As a small press publisher, you have to have your hands in every single aspect of the publishing industry. From the creative, to editing, to marketing and sales and promotion. Every day is different work, and inevitably there are areas that only come to your attention once it’s an emergency. In addition, you have to keep part of your brain focused on the future, and think of opportunities for advancement and growth.

Everyone’s method of organization is slightly different, in my case, I live and die by my email inbox and google calendar. When a matter is dealt with or in someone else’s hands, I archive the message. Anything remaining gets looked over each day to see if it can be worked on or dealt with. I often email tasks to myself as they cross my mind.

If you notice below a lot of the recent work has been hiring freelancers for specific tasks to free up a bit more time for me to concentrate on growing the company instead of project coordination.

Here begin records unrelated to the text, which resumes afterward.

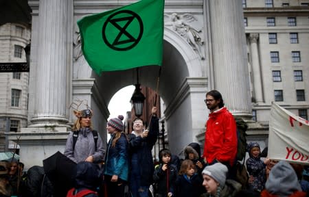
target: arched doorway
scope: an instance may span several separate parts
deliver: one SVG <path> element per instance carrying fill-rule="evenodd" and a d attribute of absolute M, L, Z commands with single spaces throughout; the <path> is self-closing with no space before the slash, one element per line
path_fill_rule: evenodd
<path fill-rule="evenodd" d="M 168 133 L 169 147 L 175 154 L 180 153 L 188 143 L 197 142 L 196 135 L 205 131 L 208 113 L 203 103 L 207 90 L 207 66 L 203 64 L 205 62 L 182 37 L 165 29 L 159 94 L 164 101 L 161 111 L 165 129 Z M 105 132 L 109 101 L 119 90 L 137 83 L 137 73 L 135 69 L 130 69 L 104 72 L 98 76 L 87 64 L 78 66 L 74 68 L 73 98 L 91 101 L 91 108 L 98 111 L 94 116 L 93 126 L 102 128 L 101 132 Z M 139 83 L 156 90 L 159 68 L 155 66 L 140 67 Z M 90 79 L 86 79 L 84 75 L 87 73 L 91 73 Z M 84 90 L 80 91 L 81 89 Z M 130 98 L 124 98 L 124 102 L 128 102 Z"/>

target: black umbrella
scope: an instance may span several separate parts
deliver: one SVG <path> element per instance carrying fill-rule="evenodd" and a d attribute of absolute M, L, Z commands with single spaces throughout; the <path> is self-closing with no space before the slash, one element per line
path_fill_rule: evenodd
<path fill-rule="evenodd" d="M 43 160 L 46 175 L 53 184 L 55 196 L 66 196 L 73 187 L 76 163 L 58 151 Z"/>

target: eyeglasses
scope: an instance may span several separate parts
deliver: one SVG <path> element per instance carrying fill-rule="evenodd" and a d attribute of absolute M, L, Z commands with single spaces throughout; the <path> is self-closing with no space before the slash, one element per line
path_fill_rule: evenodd
<path fill-rule="evenodd" d="M 214 102 L 214 99 L 205 99 L 204 102 L 205 102 L 205 103 L 207 103 L 208 102 L 212 103 L 212 102 Z"/>

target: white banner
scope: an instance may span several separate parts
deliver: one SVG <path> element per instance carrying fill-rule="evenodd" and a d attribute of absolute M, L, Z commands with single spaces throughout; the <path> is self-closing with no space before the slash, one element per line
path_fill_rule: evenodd
<path fill-rule="evenodd" d="M 309 163 L 309 122 L 273 103 L 269 120 L 268 157 Z"/>

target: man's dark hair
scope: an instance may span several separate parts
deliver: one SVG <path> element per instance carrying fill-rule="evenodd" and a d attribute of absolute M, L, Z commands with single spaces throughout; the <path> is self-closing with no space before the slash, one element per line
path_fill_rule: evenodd
<path fill-rule="evenodd" d="M 207 96 L 207 95 L 211 96 L 216 101 L 220 99 L 220 103 L 218 105 L 219 108 L 223 107 L 225 106 L 223 98 L 222 98 L 221 93 L 220 93 L 219 91 L 216 90 L 211 90 L 206 94 L 206 96 Z"/>

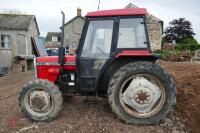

Below are the tasks completed of the day, in linear order of accomplishment:

  • coordinated travel to ComicsPro and Vancouver Fan Expo
  • took Sally the Sleuth Kickstarter shipping to the post office
  • followed up with tracking information to funders who requested it
  • followed up on unanswered pitch (X) from Z publisher
  • contacted printer to check on the status of two reprints
  • ordered a new banner for ECCC
  • confirmed X as the editor for X project
  • answered creative who pitched R project
  • wrote letter in support of Work for a Million’s documentary grant
  • updated Quickbooks with recent transactions
  • chose a release date for the DBD release of Love Beyond
  • talked to F production company about W project
  • phoned bank to review suspicious transactions on my corporate card
  • ordered a reprint of 2019/2020 release brochures for C2E2 ALA Roundtable
  • shipped 30 copies to Gothic Tales of Haunted Love for giveaway at C2E2
  • coordinated a signing event with ALA for C2E2 with Cecil Castellucci
  • learned how to make gmail lists, and created one for Gothic Tales
  • contacted designer to make a change to the newsletter sign up forms to be printed for comicspro
  • contacted Y about new distribution opportunity
  • messaged H convention for a possible table
  • coordinated with J festival regarding travel
  • set up meetings at Comicspro with other publishers
  • phoned publisher G to discuss ideas for me to improve my workflow
  • emailed Diamond to repair vendor services access
  • emailed current printer to switch shipping directly to distributor
  • emailed potential printer to ask about lowering their per unit print costs
  • hired a creative consultant for a short story in Maiden, Mother, Crone
  • hired a designer for Maiden, Mother, Crone
  • submitted Maiden, Mother, Crone to Diamond’s October releases
  • organized and relabelled files for editor, updated the status of the project internally
  • hired copyeditor for Maiden, Mother, Crone
  • sent a PO request to Diamond for Enough Space for Everyone Else and Love Beyond Body, Space, and Time
  • sent letterer edits for Work for a Million graphic novel
  • coordinated headshot session for March
  • checked grant deadlines and eligibility for Manitoba Arts Council
  • packed display and suitcase for ComicsPro and Vancouver Fan Expo
  • organized panel for Calgary Expo
  • hired editor for T project
  • hired consultant for T project
  • finished reading 1/3 of script of T project
  • emailed business consultant about requested proposal
  • created content (this article) to increase traffic to corporate website

And there you have it. Approximately 12 hours of work boiled down to a list of duties! Of course, some of that time was spent keeping tabs on social media.

You know, in case anything industry-important happens.

Hope Nicholson is the owner of Bedside Press.